Once the UV radiation reaches the troposphere it encounters much greater numbers of
scattering air molecules and dust. Below are how UV radiation is affected by:
Elevation: In the troposphere, air molecules and dust increase as the UV
radiation travels from the stratosphere to the troposphere. The further down in to the
atmosphere UV radiation travels, the more the direct component is reduced and the more the
diffuse component is increased. As more UV radiation is scattered, the smaller the amount
that reaches the surface. As a result, there is more UV radiation at higher elevations
than at lower elevations.
Clouds: Made up of millions of water droplets, clouds can transmit, reflect
and scatter UV radiation. The amount of each is dependant upon the thickness of the cloud
and its morphology. Generally, the larger and thicker the cloud is the lesser amount of UV
radiation that is transmitted. UV radiation can and does reflect off the sides of towering
cumulus clouds. Such conditions result in actual enhancements of surface UV radiation.

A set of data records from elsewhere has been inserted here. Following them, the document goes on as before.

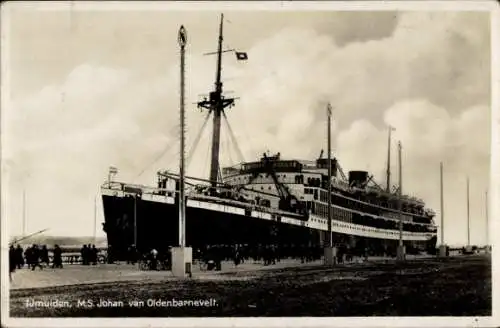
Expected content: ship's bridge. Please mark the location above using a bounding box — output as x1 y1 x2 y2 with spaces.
223 153 338 177
241 159 303 174
222 153 304 178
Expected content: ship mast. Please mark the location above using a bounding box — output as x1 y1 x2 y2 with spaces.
398 141 403 245
386 127 393 193
327 103 333 248
94 194 98 246
397 140 405 261
485 189 489 246
197 14 236 190
466 176 470 247
440 162 445 246
22 189 27 236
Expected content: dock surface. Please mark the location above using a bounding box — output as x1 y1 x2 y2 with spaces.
8 254 491 317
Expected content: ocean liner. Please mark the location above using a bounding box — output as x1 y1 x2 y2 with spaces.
101 15 438 260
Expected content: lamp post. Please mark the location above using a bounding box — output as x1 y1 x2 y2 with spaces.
171 24 193 278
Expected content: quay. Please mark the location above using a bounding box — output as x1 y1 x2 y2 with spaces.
9 254 491 317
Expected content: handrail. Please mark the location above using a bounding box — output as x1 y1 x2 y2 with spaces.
188 194 305 219
324 188 433 220
101 182 176 195
102 181 301 218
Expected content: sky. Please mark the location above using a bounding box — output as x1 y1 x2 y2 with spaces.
1 2 495 246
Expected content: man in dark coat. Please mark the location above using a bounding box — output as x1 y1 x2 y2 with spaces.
15 245 24 269
9 245 16 281
52 244 63 268
91 245 99 265
30 244 43 270
40 245 50 267
87 244 92 264
81 245 88 265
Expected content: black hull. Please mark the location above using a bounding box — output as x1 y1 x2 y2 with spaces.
102 195 437 260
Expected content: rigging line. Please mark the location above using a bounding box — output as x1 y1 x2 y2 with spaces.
224 114 244 164
223 128 232 166
220 131 226 168
222 111 245 163
164 149 181 171
134 142 176 179
225 128 234 167
223 118 235 165
133 124 181 180
138 110 208 178
186 111 211 169
223 128 231 168
203 126 212 181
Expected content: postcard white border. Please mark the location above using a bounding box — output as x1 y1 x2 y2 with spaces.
1 1 499 327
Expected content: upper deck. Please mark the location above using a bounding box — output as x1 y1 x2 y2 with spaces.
221 153 435 222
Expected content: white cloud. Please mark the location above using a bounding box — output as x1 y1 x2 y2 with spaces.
337 101 489 246
3 11 490 247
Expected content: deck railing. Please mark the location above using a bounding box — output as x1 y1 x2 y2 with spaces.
102 181 305 219
101 181 174 196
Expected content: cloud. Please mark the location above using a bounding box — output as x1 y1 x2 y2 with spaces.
316 11 399 46
337 101 490 246
3 11 490 246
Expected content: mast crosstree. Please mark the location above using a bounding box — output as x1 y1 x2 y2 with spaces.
197 13 246 190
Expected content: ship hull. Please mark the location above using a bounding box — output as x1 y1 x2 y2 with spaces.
102 194 318 260
102 193 437 261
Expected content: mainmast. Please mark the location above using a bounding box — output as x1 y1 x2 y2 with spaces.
323 103 335 266
327 103 333 248
197 14 236 189
386 127 393 193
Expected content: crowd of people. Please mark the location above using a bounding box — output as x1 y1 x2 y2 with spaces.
9 244 64 280
80 244 100 265
118 243 362 272
8 240 391 281
8 243 103 280
190 243 382 268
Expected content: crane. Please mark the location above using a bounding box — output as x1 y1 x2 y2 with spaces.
260 153 307 217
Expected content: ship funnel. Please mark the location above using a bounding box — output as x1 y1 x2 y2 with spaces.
348 170 368 188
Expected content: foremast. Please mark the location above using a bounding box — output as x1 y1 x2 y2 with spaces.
197 14 236 190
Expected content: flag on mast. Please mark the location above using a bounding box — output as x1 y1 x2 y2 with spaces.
327 103 332 117
178 25 187 47
235 51 248 60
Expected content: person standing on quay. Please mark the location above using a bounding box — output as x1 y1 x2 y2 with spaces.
15 245 24 269
81 244 88 265
91 245 99 265
40 245 50 267
9 245 16 281
28 244 43 270
52 244 63 269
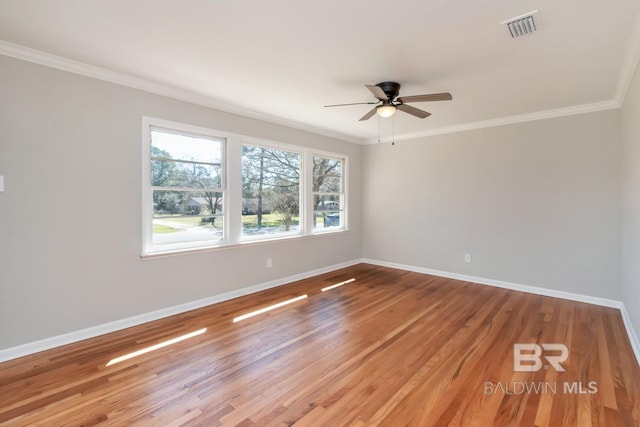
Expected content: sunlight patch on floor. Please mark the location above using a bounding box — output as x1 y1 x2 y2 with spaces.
106 328 207 367
232 295 308 323
321 278 356 292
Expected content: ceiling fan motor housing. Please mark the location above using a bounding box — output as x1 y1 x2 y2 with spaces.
376 81 401 101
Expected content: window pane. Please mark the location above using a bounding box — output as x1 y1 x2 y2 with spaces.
242 145 301 238
151 129 223 164
153 215 223 248
314 194 341 211
313 157 341 179
313 155 344 232
314 212 342 229
313 159 341 191
153 190 223 216
314 175 341 193
152 190 223 249
151 160 221 189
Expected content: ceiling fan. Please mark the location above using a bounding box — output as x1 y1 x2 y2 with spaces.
324 81 452 121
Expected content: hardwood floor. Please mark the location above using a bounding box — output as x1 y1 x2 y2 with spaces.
1 263 639 426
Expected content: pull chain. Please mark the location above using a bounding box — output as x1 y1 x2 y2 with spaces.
392 113 395 146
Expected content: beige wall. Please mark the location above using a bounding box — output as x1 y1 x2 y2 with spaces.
362 111 622 298
0 52 632 353
0 56 363 349
622 60 640 337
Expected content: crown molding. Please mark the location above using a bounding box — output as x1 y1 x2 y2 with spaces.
370 11 634 145
0 40 363 145
616 13 640 105
365 99 621 144
0 38 635 146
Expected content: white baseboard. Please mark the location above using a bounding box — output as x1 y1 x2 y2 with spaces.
0 259 361 363
619 303 640 365
362 258 640 366
3 258 638 368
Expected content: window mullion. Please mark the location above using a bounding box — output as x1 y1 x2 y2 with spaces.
226 138 242 244
151 157 222 167
303 151 314 235
151 186 222 192
342 158 348 230
142 117 153 253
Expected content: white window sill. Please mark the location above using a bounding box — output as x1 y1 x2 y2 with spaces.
140 228 351 260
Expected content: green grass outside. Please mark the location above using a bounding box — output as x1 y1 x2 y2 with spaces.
154 213 299 229
153 224 179 234
241 213 299 227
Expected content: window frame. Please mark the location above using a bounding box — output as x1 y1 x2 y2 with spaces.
142 117 349 257
311 153 347 233
239 141 304 242
142 118 228 255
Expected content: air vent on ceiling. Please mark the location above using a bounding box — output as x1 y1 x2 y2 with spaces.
502 10 539 38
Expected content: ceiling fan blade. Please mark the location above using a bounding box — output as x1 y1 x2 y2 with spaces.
397 92 452 103
397 103 431 119
365 85 388 101
359 107 378 121
324 101 379 107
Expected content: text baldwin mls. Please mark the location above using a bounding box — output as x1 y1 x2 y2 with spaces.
484 381 598 395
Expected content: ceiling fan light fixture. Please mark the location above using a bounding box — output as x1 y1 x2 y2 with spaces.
325 81 451 121
377 104 397 118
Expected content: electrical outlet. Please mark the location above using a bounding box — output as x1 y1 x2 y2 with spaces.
0 176 4 192
266 258 273 268
465 254 472 263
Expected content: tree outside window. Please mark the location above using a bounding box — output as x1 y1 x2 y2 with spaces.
242 145 301 237
150 128 224 250
313 155 344 230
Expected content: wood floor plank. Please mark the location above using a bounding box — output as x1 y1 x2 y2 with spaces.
0 263 638 426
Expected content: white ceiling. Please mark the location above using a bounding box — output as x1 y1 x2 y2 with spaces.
1 0 639 143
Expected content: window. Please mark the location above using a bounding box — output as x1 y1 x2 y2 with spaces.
144 125 225 253
313 155 344 231
142 117 348 256
242 145 301 239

Dust/Haze: These two conditions act on UV radiation the same way. They both
scatter UV radiation. Enough UV radiation is scattered that on hazy or dusty days there is
less UV radiation reaching the surface than would otherwise be there on a clear day.
Air Pollution/Smog: This encompasses many greenhouse gases. Emissions from
traffic and manufacturing plants form smog as UV radiation and heat cause the necessary
chemical reactions to take place. As a result, the amounts of UV radiation reaching the
surface is smaller under these conditions.